There was a brief truce in November during which aid supplies entered Gaza and Hamas released some hostages, but hostilities resumed.

Gaza health officials say more than 41,000 Palestinians have been killed.

For more, you can read a brief history of Gaza's centuries of war here.

If Sinwar's death is confirmed, it will dial up tensions in the Middle East where fears of a wider Middle East conflict have grown as Israel plans its response to the Oct. 1 missile attack carried out by Iran after Israeli airstrikes on Iranian-allied militants.
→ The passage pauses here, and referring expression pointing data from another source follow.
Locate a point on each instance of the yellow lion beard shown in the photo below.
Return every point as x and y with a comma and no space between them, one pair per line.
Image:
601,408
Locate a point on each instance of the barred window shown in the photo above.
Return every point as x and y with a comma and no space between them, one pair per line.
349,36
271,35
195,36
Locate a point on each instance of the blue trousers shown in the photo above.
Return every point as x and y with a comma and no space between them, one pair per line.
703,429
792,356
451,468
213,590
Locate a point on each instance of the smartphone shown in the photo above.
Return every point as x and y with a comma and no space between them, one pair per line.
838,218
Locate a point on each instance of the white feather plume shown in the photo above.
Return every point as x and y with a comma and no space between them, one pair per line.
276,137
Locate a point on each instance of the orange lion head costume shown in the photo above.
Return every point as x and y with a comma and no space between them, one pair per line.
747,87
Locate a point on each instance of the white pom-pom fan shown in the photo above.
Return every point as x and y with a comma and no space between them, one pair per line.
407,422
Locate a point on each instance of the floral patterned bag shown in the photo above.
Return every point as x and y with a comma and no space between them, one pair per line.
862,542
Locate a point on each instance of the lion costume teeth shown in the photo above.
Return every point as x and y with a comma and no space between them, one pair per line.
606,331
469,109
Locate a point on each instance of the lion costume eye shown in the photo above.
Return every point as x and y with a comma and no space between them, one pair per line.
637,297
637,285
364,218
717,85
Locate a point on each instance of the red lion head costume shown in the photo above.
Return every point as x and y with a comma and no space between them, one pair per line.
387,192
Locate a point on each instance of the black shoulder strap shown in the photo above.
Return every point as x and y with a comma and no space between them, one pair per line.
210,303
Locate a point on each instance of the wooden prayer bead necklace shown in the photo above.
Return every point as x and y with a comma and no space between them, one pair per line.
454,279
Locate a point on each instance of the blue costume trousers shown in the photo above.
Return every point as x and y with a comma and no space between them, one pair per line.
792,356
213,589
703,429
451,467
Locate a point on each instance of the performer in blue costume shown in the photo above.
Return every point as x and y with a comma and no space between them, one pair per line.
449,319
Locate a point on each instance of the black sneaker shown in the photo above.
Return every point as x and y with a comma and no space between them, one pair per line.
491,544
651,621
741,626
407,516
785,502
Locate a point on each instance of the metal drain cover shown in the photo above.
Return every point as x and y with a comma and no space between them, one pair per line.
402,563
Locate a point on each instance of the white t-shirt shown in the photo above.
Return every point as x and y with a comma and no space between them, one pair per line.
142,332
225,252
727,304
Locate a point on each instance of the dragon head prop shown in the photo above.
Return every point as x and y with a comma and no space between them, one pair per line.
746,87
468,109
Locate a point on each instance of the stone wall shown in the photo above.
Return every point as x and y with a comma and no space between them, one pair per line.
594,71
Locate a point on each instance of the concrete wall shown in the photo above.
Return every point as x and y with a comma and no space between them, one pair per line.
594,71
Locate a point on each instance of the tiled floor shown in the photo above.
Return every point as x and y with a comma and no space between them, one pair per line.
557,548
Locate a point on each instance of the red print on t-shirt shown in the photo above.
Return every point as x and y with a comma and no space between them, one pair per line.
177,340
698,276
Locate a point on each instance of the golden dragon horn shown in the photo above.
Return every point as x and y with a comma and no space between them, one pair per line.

The commander of Iran's Revolutionary Guards warned Israel earlier on Thursday against attacking the Islamic Republic.

"We tell you (Israel) that if you commit any aggression against any point we will painfully attack the same point of yours," Hossein Salami said in a televised speech. He added that Iran can penetrate Israel's defences.

There has been speculation that Israel could strike Iran's nuclear facilities, as it has long threatened to do and other options include attacks on its vital oil sites.

Israel has killed several commanders of Hamas in Gaza as well as senior figures of Hezbollah in Lebanon, dealing heavy blows to its arch-foes. Hamas has not commented on the fate of Sinwar.

Iran's Foreign Minister Abbas Araqchi, on a Middle East tour, met Egyptian President Abdel Fattah al-Sisi in Cairo, with Sisi reiterating Egypt's call to avoid an expansion of the conflict, the Egyptian presidency said.